S'agissant de la couleur, on pourrait formuler une remarque similaire.
(p.31)
- [...] ce qui détermine l'appartenance d'une personne à un groupe donné, c'est
essentiellement l'influence d'autrui ; l'influence des proches — parents,
compatriotes, coreligionnaires — qui cherchent à se l'approprier, et
l'influence de ceux d'en face, qui s'emploient à l'exclure.
(p.33)
- Ce sont les blessures qui déterminent à chaque étape de la vie, l'attitude des
hommes à l'égard de leurs appartenances, et la hiérarchie entre celles-ci.
[...] qu'une seule appartenance soit touchée, et c'est toute la personne qui
vibre.
(p.34)
- [...] je sais parfaitement que la peur pourrait faite basculer n'importe quelle
personne dans le crime.
(p.35)
- [...] à partir du moment où une population a peur, c'est la réalité de la peur
qui doit être prise en considération plus que la réalité de la menace.
(p.36/37)
- Le monde est une machine complexe qui ne se démonte pas avec un tournevis.
(p.37)
- C'est qu'on ne sait jamais où s'arrête la légitime affirmation de l'identité,
et où commence l'empiètement sur les droits des autres !
(p.41)
- La sagesse est un chemin de crête, la voie étroite entre deux précipices,
entre deux conceptions extrêmes.

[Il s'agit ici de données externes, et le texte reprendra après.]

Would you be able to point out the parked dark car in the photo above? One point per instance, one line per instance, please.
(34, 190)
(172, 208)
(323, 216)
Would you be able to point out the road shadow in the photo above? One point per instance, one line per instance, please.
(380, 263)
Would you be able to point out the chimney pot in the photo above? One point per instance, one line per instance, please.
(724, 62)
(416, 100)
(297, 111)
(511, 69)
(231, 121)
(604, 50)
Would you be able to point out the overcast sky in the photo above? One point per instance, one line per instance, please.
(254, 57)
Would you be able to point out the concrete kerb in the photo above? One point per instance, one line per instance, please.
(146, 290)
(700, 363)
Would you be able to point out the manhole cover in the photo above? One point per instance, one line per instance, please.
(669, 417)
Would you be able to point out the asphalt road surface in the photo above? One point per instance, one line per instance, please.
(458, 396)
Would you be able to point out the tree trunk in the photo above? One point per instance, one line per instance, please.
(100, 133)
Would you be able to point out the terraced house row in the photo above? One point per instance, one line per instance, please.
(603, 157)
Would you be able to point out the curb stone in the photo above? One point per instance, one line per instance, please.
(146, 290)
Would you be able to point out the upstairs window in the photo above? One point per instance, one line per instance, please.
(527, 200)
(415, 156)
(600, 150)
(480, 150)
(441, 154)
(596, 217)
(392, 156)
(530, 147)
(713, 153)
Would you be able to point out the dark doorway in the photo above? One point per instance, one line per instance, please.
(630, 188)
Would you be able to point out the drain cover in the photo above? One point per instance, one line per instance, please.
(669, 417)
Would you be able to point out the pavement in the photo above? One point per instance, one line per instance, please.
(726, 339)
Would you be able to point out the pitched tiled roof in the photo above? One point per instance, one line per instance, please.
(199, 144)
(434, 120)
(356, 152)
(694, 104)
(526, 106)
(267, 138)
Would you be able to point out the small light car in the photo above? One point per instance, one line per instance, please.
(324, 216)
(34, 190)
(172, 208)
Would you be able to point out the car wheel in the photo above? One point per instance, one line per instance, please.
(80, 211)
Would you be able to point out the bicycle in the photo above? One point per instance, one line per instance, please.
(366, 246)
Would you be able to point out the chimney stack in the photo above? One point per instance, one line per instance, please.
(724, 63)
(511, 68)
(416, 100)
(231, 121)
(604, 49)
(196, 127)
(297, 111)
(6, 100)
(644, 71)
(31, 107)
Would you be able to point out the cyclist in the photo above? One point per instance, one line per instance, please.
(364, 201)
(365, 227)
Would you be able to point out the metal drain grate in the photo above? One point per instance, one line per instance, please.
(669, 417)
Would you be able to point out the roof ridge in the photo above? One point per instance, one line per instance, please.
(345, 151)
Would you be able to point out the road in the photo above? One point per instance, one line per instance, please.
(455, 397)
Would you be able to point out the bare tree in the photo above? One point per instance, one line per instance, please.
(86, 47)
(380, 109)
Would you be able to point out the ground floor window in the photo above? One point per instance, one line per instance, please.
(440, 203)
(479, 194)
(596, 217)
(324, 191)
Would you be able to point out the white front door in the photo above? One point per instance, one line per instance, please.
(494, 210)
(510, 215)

En matière d'immigration, la première de ces
conceptions extrêmes est celle qui considère le pays d'accueil comme une page
blanche ou chacun pourrait écrire ce qu'il lui plaît, ou, pire, comme un
terrain vague où chacun pourrait s'installer avec armes et bagages, sans rien
changer à ses gestes ni à ses habitudes. L'autre conception extrême est celle
qui considère le pays d'accueil comme une page déjà écrite et imprimée, comme
une terre dont les lois, les valeurs, les croyances, les caractéristiques
culturelles et humaines auraient déjà été fixées une fois pour toutes, les
immigrants n'ayant plus qu'à s'y conformer.
(p.49/50)
- Pour les uns et les autres, j'insiste. Il y a constamment, dans l'approche qui
est la mienne, une exigence de réciprocité - qui est à la fois souci
d'équité et souci d'efficacité.
(p.51)
- Le droit de critiquer l'autre se gagne, se mérite. [...]
(p.53)
- Lorsqu'un acte répréhensible est commis au nom d'une doctrine, quelle qu'elle
soit, celle-ci n'en devient pas coupable pour autant ; même si elle ne peut
être considérée comme totalement étrangère à cet acte.
(p.58)
- Moi qui ne suis pas musulman et qui me situe d'ailleurs, délibérément, hors de
tout système de croyance, je ne me sens nullement habilité à distinguer ce qui
conforme à l'islam de ce qui ne l'est pas.
(p.58/59)
- [...] à mes yeux un croyant est simplement celui qui croit en certaines
valeurs - que je résumerais en une seule : la dignité de l'être humain. Le
reste n'est que mythologies, ou espérances.
(p.66)
- Mais il me semble que l'on exagère trop souvent l'influence des religions sur
les peuples, tandis qu'on néglige à l'inverse, l'influence des peuples sur les
religions.
(p.71)
- [...] je ne puis accepter qu'une faction religieuse, fût-elle majoritaire,
impose sa loi à l'ensemble de la population - à mes yeux la tyrannie de la
majorité ne vaut pas mieux, moralement que la tyrannie de la minorité ; et
aussi parce que je crois profondément en l'égalité de tous, hommes et femmes
notamment, ainsi qu'en la liberté de croyance, en la liberté pour conduire sa
vie comme il l'entend, et me méfie de toute doctrine qui cherche à contester
des valeurs aussi fondamentales.
(p.103)
- Plus la science progressera, plus l'homme devra s'interroger sur la finalité.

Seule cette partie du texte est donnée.